For something more structured, Bongpo Meoguri House serves mulhoe --- raw fish in an icy, tangy broth --- for ₩20,000. It is one of the great regional dishes of the Korean coast, and this is one of the best places to eat it.
Do not wander into Daepo Port without a rough budget in mind. The market is designed to make everything look irresistible, and it is very easy to over-order. Decide before you arrive: sashimi platter, or mulhoe, or hong-ge dosirak. Not all three.
1:00 PM -- Yeonggeumjeong and the Southern Coast
Drive or bus south to Yeonggeumjeong Beach --- smaller, quieter, and anchored by a centuries-old pavilion perched on the rocks. If time allows, continue another 30 minutes to Naksan Beach and Naksansa Temple, one of the great East Sea temple complexes.
4:00 PM -- One Last Meal
Before the bus back to Seoul, fit in one final stop. Gyodong Jjambbong does a ₩10,000 bowl of spicy seafood noodle soup that is the perfect farewell --- hot, briny, and filling enough for the three-hour ride home.

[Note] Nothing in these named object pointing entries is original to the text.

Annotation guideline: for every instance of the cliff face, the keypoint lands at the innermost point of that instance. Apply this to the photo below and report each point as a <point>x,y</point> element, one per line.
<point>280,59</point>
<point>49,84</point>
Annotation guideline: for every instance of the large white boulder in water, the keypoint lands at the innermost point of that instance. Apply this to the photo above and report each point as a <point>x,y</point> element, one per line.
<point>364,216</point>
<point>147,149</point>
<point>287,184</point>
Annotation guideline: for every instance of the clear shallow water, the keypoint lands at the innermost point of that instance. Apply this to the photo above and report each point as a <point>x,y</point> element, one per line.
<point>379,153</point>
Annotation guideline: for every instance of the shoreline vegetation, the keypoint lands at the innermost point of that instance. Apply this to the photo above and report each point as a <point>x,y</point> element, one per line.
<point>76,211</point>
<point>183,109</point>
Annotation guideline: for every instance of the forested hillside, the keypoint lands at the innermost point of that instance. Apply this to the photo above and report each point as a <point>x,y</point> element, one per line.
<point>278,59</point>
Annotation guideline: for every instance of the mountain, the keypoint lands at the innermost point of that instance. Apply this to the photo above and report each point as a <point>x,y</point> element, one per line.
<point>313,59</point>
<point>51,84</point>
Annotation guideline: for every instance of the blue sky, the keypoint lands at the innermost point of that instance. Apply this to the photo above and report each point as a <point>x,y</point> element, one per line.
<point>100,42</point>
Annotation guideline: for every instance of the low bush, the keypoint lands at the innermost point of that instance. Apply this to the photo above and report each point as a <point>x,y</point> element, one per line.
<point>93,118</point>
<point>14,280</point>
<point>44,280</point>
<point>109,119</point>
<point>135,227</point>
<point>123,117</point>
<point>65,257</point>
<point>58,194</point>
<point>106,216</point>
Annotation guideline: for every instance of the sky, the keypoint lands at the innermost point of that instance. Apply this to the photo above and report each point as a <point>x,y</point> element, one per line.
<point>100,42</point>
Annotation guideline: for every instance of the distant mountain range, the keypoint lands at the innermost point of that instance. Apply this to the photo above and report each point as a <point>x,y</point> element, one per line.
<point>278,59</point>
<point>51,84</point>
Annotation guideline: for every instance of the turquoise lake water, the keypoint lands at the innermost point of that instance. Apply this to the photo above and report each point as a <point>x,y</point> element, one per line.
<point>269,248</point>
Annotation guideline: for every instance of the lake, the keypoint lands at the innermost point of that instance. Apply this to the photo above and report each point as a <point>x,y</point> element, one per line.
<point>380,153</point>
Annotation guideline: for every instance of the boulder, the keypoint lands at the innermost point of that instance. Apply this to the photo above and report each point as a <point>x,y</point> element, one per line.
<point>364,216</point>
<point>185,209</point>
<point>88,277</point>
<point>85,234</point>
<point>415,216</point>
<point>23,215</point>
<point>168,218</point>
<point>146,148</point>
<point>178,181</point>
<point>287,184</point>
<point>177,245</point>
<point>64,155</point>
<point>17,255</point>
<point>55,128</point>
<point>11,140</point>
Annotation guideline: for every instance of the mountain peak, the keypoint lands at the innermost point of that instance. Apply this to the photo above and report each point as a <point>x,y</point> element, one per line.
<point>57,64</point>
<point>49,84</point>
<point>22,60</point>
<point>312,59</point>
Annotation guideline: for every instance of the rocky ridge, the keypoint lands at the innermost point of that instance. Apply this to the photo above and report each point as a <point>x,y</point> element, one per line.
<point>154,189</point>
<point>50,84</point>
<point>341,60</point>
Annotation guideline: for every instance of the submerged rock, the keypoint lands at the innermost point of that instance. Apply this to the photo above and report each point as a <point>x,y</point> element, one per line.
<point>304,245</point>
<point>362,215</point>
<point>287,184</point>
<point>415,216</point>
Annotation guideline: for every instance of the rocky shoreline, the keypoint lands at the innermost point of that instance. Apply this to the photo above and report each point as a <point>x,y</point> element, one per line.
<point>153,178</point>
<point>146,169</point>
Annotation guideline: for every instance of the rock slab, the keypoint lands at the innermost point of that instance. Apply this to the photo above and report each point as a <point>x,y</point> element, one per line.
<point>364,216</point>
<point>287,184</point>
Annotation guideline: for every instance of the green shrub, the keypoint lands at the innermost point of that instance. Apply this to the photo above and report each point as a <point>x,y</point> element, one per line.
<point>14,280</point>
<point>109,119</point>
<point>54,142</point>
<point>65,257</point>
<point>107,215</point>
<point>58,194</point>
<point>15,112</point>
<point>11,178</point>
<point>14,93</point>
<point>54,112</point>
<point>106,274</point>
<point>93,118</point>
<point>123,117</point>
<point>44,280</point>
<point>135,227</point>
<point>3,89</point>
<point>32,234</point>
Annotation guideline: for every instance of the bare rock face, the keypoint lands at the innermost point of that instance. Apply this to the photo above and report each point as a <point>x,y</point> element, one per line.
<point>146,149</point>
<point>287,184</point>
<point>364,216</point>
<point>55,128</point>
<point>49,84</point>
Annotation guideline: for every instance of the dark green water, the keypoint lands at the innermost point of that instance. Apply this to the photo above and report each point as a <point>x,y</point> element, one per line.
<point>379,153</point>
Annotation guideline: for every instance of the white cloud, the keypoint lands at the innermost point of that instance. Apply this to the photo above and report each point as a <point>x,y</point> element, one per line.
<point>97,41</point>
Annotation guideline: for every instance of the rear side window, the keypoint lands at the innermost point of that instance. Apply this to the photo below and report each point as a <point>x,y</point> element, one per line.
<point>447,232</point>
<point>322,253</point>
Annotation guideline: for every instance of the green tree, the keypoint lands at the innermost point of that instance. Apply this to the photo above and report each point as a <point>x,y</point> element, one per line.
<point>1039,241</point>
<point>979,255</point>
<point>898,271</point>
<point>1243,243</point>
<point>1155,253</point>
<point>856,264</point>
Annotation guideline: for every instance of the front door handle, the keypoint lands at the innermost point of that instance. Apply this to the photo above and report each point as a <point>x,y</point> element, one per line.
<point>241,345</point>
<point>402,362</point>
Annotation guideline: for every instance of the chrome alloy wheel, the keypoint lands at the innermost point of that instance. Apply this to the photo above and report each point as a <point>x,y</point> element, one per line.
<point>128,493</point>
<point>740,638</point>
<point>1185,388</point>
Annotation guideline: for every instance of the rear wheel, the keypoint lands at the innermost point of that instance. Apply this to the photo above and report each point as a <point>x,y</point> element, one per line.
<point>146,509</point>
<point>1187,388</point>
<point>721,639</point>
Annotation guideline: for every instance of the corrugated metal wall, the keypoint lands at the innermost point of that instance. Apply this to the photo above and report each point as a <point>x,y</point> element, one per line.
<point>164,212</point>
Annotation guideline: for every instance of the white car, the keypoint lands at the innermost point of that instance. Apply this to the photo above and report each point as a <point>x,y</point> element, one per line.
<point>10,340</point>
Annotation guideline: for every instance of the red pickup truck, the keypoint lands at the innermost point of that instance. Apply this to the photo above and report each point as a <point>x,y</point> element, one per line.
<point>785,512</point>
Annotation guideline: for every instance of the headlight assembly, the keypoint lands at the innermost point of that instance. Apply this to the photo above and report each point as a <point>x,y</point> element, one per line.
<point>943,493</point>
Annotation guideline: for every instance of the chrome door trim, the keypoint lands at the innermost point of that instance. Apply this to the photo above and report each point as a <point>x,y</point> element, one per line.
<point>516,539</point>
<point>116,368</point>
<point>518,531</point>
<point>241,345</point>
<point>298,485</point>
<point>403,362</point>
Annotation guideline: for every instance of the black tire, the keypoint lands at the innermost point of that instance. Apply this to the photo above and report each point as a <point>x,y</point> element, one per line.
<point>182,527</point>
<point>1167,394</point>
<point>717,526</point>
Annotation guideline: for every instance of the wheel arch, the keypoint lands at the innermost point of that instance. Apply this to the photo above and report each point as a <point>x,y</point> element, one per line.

Or try Dancheon Sikdang for a ₩10,000 bowl of ramyeon that locals have quietly loved for years.
Budget Breakdown
| Item | Cost |
|---|---|
| Express bus, round trip (standard) | ₩37,800--39,400 |
| Seoraksan entrance | Free |
| Cable car (optional) | ₩16,000 |
| Day 1 meals (sundubu + market) | ₩25,000--35,000 |
| Day 2 meals (seafood + jjambbong) | ₩30,000--45,000 |
| Coffee | ₩5,000--6,000 |
| Local transport (bus + 1--2 taxis) | ₩10,000--15,000 |
| Weekend total | ₩120,000--160,000 |
That is roughly $85--115 USD for a weekend that includes a national park, two coastlines, a seafood market, and half a dozen meals worth remembering. Sokcho punches absurdly far above its price point.
If You Have a Third Day
Spend it on a more ambitious Seoraksan trail, or take the bus south to Gangneung for its coffee street and Gyeongpo Beach. Alternatively, stay in Sokcho and do what locals do on a slow day: nothing at all, but near the water.